The second interviewee was a young man in his early 30's. He'd been diagnosed with a brian tumor and given a year to live. It was now passed that year and he claimed that the psychic surgery had ridden him of the cancer.

Unlike the previous week we were not told of what happened to these patients. So I don't know what happened to the woman.

I do know, however what happened to this young man. Within a couple of months his cancer came back rather aggressively. He died last summer.

How do I know this? He was my brother in law.

The well healed Mr Turoff's wife seemed rather uncomfortable with the whole thing. As the program progressed the camera began to linger on her face as her husband fielded questions and queries. At one point she felt compelled to leave the room. We also saw him traveling to eastern Europe. Dressed in robes and his words being translated from English the crowd view him as a kind of messiah. One suspects that he's beginning to believe in his own publicity.

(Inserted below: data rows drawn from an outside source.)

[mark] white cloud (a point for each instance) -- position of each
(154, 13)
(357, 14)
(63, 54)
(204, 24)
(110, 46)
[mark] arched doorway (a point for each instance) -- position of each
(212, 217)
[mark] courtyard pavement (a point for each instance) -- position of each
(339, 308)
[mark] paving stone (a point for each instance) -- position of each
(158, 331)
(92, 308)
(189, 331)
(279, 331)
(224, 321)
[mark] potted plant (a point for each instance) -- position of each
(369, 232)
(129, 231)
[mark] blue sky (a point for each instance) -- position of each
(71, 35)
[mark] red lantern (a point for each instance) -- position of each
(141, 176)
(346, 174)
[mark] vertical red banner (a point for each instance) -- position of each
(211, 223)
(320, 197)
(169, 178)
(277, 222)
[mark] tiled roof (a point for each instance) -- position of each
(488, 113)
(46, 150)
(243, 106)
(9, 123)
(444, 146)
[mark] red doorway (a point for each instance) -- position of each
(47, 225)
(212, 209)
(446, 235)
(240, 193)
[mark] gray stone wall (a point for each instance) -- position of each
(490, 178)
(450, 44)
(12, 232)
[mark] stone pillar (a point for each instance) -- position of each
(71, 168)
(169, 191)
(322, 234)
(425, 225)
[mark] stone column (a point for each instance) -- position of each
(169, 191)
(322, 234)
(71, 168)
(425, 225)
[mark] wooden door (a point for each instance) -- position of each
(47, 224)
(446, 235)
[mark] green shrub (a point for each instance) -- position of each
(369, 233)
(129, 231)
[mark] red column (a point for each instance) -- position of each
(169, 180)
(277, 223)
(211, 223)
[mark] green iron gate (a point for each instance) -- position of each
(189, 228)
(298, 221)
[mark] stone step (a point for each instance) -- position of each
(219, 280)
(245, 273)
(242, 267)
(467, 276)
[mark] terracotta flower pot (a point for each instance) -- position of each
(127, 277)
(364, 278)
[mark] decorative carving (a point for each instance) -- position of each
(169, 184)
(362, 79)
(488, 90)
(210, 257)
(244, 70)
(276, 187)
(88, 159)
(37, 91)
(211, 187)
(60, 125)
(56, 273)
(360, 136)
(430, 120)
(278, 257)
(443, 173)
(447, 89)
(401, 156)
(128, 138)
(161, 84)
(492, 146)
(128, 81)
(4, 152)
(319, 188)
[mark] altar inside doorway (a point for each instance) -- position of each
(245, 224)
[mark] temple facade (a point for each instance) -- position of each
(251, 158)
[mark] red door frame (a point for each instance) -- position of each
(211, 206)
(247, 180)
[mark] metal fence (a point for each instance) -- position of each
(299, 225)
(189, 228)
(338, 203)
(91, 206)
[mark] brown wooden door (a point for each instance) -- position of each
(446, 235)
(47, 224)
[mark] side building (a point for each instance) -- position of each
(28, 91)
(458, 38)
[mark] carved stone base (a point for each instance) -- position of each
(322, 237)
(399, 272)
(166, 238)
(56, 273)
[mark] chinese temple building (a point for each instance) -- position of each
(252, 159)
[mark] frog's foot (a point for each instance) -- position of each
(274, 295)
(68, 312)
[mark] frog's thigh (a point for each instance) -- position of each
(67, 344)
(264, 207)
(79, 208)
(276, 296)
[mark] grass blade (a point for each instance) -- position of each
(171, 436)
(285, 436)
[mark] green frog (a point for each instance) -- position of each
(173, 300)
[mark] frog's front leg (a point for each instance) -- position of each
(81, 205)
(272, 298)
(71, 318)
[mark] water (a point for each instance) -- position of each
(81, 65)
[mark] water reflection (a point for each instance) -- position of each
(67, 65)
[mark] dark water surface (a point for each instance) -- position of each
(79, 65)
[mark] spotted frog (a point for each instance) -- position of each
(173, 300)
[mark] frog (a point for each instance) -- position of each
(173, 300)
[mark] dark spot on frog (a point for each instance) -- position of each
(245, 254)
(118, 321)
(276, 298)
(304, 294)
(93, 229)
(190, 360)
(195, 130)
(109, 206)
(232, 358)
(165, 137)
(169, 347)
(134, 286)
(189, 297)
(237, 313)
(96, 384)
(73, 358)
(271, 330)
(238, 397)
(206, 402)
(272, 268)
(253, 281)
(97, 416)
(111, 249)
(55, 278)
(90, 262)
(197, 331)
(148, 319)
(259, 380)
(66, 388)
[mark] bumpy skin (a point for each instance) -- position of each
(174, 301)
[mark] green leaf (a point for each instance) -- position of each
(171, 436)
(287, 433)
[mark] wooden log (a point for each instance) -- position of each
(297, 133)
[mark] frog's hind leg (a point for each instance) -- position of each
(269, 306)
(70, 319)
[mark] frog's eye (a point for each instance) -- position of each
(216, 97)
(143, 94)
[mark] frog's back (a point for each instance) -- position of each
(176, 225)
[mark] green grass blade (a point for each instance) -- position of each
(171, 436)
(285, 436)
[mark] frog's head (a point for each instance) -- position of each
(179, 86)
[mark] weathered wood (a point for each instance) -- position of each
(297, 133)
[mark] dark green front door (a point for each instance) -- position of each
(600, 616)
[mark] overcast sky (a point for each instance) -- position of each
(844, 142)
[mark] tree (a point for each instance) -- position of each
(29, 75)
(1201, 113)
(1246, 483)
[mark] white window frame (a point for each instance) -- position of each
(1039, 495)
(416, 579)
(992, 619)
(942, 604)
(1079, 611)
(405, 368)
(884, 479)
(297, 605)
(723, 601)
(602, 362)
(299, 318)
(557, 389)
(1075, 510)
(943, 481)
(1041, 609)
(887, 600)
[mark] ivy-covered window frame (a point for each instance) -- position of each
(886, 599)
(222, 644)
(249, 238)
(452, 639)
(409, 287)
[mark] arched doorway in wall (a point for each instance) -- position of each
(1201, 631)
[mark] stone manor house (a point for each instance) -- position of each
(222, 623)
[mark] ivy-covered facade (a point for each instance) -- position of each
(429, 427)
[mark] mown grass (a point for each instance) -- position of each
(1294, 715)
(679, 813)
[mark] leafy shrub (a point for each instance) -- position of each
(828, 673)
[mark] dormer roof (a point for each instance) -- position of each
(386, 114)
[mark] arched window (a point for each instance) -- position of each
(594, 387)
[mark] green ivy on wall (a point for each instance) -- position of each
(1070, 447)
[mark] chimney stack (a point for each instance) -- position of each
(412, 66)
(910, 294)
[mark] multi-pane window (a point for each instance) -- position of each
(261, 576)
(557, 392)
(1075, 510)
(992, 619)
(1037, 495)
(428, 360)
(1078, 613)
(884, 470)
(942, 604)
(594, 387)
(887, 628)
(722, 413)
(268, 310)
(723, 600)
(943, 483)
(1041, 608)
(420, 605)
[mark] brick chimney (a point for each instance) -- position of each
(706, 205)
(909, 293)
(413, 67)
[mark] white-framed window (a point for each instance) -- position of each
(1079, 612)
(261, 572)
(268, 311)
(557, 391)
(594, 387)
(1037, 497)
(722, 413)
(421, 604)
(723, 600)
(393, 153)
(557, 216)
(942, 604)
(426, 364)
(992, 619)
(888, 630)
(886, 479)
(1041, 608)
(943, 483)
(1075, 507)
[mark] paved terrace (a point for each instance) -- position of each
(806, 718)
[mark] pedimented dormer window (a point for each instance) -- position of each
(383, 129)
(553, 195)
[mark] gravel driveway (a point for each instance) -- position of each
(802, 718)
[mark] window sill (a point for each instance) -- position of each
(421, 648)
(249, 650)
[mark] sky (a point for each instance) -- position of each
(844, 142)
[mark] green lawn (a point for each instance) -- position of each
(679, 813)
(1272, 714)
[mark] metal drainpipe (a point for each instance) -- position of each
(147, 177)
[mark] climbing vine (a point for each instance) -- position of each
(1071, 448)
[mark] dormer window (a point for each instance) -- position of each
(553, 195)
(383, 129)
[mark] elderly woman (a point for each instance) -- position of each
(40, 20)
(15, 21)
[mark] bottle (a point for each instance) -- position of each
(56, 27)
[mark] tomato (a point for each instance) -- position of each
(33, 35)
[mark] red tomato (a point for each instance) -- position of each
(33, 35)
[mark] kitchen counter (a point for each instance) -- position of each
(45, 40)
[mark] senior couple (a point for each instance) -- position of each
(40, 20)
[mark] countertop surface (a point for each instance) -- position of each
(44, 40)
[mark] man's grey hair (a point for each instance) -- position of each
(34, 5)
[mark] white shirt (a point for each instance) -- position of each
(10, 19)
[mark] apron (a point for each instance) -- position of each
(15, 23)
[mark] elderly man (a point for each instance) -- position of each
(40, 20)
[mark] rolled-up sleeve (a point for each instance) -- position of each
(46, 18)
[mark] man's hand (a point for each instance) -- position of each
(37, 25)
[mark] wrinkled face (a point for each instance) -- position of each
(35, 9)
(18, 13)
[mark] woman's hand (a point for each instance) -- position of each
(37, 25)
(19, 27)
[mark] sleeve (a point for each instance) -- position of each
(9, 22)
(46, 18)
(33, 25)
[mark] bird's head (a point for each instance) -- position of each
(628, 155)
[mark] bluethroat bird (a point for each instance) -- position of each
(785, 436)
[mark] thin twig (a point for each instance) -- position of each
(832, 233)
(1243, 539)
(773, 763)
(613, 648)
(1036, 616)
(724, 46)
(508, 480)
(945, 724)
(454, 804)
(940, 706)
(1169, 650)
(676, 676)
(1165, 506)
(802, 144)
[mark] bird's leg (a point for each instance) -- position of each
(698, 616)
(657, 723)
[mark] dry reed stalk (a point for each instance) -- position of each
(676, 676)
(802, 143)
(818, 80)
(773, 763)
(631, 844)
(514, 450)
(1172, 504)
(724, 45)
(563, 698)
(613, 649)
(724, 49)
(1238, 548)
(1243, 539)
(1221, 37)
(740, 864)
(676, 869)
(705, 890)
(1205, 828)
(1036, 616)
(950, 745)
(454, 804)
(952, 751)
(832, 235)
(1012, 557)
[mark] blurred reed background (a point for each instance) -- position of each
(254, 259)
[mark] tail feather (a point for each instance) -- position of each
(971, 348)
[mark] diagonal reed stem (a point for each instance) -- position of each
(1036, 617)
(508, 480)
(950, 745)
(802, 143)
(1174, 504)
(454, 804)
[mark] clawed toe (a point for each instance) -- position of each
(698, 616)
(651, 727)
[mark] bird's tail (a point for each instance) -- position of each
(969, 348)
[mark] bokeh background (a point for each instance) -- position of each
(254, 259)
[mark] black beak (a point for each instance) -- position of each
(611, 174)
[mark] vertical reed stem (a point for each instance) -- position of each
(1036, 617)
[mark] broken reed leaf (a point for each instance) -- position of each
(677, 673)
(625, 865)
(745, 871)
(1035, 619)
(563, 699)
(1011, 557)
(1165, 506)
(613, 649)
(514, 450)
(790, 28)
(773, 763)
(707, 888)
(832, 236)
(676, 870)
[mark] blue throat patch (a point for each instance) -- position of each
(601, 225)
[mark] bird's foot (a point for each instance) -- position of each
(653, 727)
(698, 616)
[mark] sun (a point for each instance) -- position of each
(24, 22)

I am reminded of a trip that Amanda and I made 5 years ago. We used to fly off to India come Febuary/March time and just veg out on the beach. On this occasion we became rather friendly with a group of guys from Kashmir who would travel down to Callengute for the holiday season to sell jewelry and precious stones. They had a shop just off the high street. They invited us over for diner at their apartment one night. One of the men began to talk about his travels down from Kashmir on the bus every year. He said that in the past 5 years he had met an increasing number of people whom he described as 'White European women of a certain age, who come to india to 'Find themselves'. On his recent trip he found himself next to one such woman. She told him about the Guru she was coming to see. She explained who he was and how enlightened he seemed. Our friend said that he hadn't heard of this guru. He did, however, recognise the man in the picture the woman then showed him. He told me that previously the same man, without the robes and serene look, had owned a couple of fruit and vegetable shops in town, and that last time he saw him he was complaining that they didn't earn him much money anymore.